The most effective opposition to capitalism in recent years has come from Islamic fundamentalists. Leaving aside the unpalatable implications of a defeat of capitalism in this context, it is important to note that the supposed strength of al-Qaeda in this struggle is almost entirely a myth cooked up by the Bush administration. Moreover, its avowed goal of creating a global caliphate, as well as its willingness to rely on worldwide flows of wealth, suggests that it is not incompatible with a more repressive and authoritarian form of state capitalism. The conclusion is inescapable: no alternative has yet emerged, nor is likely to emerge, that has the potential to challenge and defeat power on the political level. And if we take into account the insights offered by the soixante-huitard Foucault about the inescapability and the inevitable re-emergence of power, the political horizons that opened in 1968 look narrower still.
Yet, to the extent that something radical did happen in May, and in the Sixties as a whole, it was the attempt at creating ways of living together that could somehow defend themselves against the incursions of this system. The fact that they had Utopia in their sights, of course, made them impossible to sustain amidst the stubbornness of capital. But May was only one such attempt. History is rich in desperate renunciations, solitary critiques, communal withdrawals. These tactics, not solely drawn from the annals of anti-capitalist or anti-statist struggle, provide — and have already provided — a model for radicals in the world after May. Though it may be a model that owes more to hippies than to New Leftists, to Fourier than to Robespierre, its potential is more revolutionary and more universal. The tactics of the nomad kept ancient Scythia free from the Persians; ceding the scorched earth of the political in favor of an unyielding retreat is still the only way to check the Empire.

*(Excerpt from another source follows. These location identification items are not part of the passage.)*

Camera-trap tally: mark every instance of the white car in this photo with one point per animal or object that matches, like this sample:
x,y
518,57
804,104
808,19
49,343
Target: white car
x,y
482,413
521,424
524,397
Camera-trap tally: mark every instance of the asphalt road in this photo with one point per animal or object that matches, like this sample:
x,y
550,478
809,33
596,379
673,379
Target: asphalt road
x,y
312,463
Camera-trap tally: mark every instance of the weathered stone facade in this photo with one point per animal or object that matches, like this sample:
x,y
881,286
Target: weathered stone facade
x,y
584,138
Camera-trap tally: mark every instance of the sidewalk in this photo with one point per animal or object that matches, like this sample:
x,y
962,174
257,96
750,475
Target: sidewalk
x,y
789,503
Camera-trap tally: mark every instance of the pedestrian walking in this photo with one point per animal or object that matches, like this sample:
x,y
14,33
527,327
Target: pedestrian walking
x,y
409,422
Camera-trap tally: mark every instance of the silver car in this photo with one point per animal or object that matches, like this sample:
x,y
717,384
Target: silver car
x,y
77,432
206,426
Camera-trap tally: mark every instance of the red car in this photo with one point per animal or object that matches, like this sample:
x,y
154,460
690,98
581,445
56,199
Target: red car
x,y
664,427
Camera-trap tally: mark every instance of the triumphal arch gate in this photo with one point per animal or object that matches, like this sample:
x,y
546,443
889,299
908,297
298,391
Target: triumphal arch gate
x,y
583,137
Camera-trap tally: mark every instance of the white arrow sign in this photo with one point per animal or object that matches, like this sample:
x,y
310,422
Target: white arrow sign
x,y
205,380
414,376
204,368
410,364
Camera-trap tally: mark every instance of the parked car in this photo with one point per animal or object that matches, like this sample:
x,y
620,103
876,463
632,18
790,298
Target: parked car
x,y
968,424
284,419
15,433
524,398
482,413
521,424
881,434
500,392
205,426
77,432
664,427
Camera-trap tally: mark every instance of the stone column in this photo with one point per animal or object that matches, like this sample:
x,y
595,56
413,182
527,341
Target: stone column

There is another reason not to maintain May's half-revolution as a radical fetish. Quemper says in his accompanying interview that digging up these photos was, more than anything else, a way of reliving his youth. May is the property of the Baby Boomers, both in France and in the United States; and it is therefore difficult to separate the real significance, the revolutionary quality, of the events from their role as the signifiers of a Vaseline-tinted nostalgia. The radicals of the future, it would seem, deserve better than this devotion to May as some transcendental and non-negotiable reference point. To bury it would be, if nothing else, a blow in defense of the new.